Yesterday, U.S. District Judge Denise Cote appointed Steve Berman as lead counsel in multiple ongoing antitrust lawsuits against some major publishers and Apple.

The cases center on claims that Apple engaged in a price-fixing scheme with several major New York publishers—including HarperCollins, Penguin Group, Hachette Book Group, Simon & Schuster and Barnes & Noble—to set prices of e-books. Berman, who's a named partner in Seattle-based Hagens Bergman, has claimed the companies have engaged in a “conspiracy.” The publishers and Apple deny any wrongdoing.

When appointing Berman as lead counsel, Cote appeared to take into consideration that he was first to file one of these antitrust suits against the companies, the Wall Street Journal reports. At the time, she also appointed plaintiffs firm Cohen Milstein to serve as assistant counsel to Berman.

Berman isn't alone in his allegations about the companies' e-book price-fixing conspiracy. Earlier this month, the European Union began investigating whether Apple and the publishers illegally raised prices of e-books.
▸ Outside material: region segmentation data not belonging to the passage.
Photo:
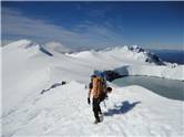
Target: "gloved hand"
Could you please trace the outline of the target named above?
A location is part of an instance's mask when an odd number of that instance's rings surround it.
[[[88,97],[88,104],[89,104],[89,105],[91,104],[90,97]]]

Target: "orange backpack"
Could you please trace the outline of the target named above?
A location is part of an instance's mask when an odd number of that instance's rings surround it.
[[[96,76],[93,77],[93,97],[99,98],[103,94],[103,82],[102,78]]]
Its investigation is targeting publishers Hachette Livre, a unit of France's Lagardere Publishing; Harper Collins, owned by Rupert Murdoch's U.S.-based News Corp.; CBS Corp.'s Simon & Schuster; Penguin, which is owned by U.K. publishing house Pearson Group; and Germany's Verlagsgruppe Georg von Holtzbrinck, which owns Macmillan.

“The commission has concerns that these practices may breach EU antitrust rules that prohibit cartels and restrictive business practices,” the European Commission said in a statement.